DS: Did you interview someone for your documentary film who voiced opinions that closely mirror your own? Is there someone on camera in “The Voice of the Chicken” that if were to have a longer conversation with them we’d hear views that line up with your own?
DF: Ms. Sandra Gray, the woman who owns Seneca Creek Organic Farm, her view of chickens I guess mirrors mine. She does let hers free-range, and they do get picked off by predators which is unfortunate, but if you’re going to do that with domestic chickens and let them have some freedom, you have to be wary of that. I guess her views more strongly align with mine.

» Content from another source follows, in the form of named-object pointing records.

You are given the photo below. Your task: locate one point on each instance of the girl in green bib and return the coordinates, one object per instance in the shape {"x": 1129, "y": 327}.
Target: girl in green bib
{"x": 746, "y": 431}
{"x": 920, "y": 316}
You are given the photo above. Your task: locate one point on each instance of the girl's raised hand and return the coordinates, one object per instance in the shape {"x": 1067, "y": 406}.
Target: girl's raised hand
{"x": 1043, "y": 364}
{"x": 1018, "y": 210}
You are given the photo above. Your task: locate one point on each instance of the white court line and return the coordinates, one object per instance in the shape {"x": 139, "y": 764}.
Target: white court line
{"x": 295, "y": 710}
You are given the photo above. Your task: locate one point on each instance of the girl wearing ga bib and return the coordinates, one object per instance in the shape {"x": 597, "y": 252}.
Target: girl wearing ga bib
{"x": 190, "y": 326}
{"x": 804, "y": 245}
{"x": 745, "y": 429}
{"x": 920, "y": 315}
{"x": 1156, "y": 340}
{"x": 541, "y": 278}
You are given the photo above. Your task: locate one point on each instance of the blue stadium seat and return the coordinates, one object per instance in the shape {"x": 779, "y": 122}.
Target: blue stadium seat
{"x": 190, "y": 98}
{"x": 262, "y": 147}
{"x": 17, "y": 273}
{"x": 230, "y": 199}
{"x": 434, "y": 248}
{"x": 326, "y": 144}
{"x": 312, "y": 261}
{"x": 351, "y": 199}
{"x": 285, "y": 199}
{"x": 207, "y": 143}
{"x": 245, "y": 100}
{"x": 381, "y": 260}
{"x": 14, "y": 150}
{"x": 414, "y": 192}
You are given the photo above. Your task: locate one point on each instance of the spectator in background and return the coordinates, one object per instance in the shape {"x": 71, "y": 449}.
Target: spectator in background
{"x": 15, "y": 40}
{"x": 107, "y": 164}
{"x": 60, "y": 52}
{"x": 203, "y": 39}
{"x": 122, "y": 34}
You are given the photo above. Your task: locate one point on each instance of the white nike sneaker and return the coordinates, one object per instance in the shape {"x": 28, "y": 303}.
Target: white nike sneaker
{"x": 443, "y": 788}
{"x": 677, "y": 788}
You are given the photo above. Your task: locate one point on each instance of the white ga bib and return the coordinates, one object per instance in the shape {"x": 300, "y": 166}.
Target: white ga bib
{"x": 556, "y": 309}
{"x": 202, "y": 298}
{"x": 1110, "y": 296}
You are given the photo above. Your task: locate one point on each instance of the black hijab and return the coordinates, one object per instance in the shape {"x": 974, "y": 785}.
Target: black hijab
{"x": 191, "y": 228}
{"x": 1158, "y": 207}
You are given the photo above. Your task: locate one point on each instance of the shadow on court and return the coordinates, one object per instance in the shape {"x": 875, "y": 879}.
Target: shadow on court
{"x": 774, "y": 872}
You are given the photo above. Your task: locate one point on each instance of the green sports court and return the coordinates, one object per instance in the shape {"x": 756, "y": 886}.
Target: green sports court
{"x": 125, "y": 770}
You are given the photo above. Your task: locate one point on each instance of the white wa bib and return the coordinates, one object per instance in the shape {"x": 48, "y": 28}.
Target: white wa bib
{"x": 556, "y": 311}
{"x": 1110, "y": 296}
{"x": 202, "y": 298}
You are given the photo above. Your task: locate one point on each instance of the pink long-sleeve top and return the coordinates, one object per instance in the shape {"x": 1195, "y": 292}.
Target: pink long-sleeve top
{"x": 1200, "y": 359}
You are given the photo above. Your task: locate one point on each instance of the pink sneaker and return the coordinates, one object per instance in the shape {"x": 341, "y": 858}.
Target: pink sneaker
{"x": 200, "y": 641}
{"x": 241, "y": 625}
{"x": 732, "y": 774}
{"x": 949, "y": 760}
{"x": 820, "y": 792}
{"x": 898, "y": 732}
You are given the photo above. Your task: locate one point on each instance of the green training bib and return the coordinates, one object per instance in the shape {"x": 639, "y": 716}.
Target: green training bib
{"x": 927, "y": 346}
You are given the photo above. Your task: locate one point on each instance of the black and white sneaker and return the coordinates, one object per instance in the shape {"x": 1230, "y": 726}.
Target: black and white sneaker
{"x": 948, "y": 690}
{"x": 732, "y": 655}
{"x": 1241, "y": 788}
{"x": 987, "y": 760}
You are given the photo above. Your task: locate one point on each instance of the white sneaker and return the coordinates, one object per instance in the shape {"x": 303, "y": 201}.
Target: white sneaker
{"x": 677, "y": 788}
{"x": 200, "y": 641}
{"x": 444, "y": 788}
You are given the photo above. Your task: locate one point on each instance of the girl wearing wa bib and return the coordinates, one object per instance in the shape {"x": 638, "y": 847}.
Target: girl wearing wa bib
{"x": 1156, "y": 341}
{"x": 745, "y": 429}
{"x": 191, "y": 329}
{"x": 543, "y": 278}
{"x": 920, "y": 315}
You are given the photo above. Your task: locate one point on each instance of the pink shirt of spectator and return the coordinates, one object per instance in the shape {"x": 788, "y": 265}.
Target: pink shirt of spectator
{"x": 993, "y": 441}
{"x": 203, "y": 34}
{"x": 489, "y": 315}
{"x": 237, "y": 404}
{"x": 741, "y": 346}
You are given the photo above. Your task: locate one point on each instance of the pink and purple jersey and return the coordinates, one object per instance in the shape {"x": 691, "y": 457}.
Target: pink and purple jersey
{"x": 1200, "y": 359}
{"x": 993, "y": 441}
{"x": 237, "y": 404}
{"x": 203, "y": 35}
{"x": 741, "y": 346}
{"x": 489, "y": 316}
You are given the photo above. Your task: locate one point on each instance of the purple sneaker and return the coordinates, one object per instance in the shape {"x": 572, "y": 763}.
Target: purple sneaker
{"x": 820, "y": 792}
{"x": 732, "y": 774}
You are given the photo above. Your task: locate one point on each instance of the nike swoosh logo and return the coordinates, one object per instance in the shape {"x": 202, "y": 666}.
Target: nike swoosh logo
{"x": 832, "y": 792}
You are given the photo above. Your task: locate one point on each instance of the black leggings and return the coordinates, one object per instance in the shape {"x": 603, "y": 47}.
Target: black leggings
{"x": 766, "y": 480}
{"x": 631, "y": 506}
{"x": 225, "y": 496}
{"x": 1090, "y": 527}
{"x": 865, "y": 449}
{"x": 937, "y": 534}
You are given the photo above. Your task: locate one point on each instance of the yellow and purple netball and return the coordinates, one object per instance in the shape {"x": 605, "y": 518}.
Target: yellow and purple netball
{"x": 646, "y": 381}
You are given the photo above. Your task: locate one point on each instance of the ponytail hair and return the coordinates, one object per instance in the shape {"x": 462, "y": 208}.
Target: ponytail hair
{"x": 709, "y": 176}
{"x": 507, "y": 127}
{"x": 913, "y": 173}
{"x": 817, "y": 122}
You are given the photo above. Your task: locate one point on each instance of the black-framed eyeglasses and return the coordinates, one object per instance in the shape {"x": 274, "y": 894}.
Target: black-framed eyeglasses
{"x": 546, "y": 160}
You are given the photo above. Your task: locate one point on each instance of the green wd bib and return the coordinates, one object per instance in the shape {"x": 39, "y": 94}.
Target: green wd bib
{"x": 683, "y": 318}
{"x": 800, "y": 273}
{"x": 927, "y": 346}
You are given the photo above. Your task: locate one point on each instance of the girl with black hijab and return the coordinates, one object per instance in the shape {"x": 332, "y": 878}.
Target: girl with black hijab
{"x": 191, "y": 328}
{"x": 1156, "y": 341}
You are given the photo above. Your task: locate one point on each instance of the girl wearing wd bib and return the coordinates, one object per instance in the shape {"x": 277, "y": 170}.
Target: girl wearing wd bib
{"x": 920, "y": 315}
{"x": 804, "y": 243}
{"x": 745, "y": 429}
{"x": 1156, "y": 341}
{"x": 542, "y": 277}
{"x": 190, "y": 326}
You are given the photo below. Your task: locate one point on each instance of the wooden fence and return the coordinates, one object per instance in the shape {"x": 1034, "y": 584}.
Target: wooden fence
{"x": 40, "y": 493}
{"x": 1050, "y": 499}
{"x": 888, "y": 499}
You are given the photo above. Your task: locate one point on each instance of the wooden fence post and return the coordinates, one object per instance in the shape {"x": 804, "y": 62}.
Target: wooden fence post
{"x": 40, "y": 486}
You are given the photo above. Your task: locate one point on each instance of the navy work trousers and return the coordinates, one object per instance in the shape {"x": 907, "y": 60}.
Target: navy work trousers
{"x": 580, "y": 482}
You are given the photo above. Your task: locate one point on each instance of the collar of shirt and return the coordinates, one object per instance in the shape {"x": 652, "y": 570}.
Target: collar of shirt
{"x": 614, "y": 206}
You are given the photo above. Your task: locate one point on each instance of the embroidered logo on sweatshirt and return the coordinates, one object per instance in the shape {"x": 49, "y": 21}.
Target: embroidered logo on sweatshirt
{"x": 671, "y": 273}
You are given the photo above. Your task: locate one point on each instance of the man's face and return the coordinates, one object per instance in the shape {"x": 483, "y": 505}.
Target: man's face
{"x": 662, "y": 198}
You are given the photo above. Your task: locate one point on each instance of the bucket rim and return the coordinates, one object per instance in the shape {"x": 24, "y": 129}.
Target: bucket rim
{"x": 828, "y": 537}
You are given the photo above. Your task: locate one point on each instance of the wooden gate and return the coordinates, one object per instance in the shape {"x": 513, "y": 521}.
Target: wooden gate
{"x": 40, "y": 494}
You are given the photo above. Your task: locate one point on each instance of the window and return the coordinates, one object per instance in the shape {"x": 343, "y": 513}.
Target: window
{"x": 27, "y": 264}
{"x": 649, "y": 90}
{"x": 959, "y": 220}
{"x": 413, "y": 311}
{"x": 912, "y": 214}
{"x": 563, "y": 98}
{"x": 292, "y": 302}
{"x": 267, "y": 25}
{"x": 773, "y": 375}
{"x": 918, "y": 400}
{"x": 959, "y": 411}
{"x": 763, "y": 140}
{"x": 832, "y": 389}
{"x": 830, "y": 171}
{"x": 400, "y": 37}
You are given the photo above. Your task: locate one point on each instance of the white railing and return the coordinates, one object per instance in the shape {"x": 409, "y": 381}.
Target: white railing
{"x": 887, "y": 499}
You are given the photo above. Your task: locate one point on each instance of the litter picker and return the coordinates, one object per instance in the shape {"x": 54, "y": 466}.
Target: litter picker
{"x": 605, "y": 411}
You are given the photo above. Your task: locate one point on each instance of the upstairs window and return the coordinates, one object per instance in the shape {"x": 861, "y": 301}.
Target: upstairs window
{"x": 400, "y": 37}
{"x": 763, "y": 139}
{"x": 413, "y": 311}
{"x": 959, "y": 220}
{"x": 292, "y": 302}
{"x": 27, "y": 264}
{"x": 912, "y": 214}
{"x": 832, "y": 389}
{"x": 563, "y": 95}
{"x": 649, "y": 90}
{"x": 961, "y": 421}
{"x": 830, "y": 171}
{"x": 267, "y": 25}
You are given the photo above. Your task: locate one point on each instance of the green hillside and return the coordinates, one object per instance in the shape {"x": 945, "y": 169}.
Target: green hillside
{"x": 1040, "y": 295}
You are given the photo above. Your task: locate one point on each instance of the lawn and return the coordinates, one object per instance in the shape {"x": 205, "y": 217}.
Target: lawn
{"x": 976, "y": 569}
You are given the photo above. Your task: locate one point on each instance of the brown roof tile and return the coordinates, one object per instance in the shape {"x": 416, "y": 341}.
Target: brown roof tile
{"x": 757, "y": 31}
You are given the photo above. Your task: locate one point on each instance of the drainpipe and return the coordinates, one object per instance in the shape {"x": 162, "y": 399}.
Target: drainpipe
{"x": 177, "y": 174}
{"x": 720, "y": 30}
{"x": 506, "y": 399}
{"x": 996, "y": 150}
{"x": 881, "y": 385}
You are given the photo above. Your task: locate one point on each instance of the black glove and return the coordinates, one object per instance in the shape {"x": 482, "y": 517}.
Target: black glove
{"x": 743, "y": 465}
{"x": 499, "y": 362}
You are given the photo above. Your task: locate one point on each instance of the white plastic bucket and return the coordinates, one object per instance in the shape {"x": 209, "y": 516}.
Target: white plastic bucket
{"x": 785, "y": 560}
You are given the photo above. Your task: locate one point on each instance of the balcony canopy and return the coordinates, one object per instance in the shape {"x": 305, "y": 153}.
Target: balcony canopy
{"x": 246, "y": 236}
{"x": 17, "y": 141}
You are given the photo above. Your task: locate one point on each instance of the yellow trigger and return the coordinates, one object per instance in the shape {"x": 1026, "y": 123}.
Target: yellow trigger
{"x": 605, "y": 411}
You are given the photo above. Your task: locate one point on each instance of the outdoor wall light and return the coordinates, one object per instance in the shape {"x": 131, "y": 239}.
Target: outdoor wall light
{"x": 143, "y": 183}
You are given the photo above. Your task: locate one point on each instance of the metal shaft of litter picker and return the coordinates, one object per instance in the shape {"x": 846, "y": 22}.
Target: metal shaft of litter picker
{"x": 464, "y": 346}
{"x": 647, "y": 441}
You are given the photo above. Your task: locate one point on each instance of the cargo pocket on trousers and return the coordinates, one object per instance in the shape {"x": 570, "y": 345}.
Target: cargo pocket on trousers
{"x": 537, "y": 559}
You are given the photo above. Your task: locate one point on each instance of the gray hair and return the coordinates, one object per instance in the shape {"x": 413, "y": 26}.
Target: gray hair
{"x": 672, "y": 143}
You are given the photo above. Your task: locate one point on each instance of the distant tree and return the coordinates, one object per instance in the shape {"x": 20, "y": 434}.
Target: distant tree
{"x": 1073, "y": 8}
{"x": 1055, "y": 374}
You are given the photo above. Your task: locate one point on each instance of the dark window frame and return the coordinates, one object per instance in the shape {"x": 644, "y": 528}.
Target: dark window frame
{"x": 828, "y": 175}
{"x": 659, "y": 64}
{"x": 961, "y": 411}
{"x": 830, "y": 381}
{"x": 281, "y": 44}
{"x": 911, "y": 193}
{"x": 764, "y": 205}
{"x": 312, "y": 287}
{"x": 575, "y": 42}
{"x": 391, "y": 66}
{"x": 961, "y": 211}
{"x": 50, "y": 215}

But then I also interviewed Joe B. Winn, the one with the chickens who is out at the homestead. At first, I was just opposed to his thinking. At first, before the project became just about “have you seen chickens communicating?” and “what were they doing?”, it had a religious bent because that’s where the documentary was going at first. My lit review was divided into different sections: why do people think this way about chickens, and here’s the Christian view and here’s this view because people don’t think chickens have reason. So, I was asking him, “How does this influence your view of chickens, you being a Christian?” and the morality of eating meat. He pretty much said, “All animals communicate. God made them, so they have to communicate with each other. You just don’t try to get close to the animal because you know you’re gonna eat it.” That was just “Ugggh!” at first, but now that I think about it that actually makes a lot of sense. “Sure all animals communicate. There’s nothing special about that.” At first I thought, “People think chickens are stupid. If I can just prove that chickens are intelligent creatures people will stop giving them trouble and trying to kill them. “Here’s a new animal that we can recognize. They’re a higher-level being. We can just knock-off what we’re doing.” But people are more like, “So what?” That’s a really good thing, especially with animals and science. My view would never work in science, because the closer animals are to being like humans, it’s like, “Oh! That makes them excellent test subjects!”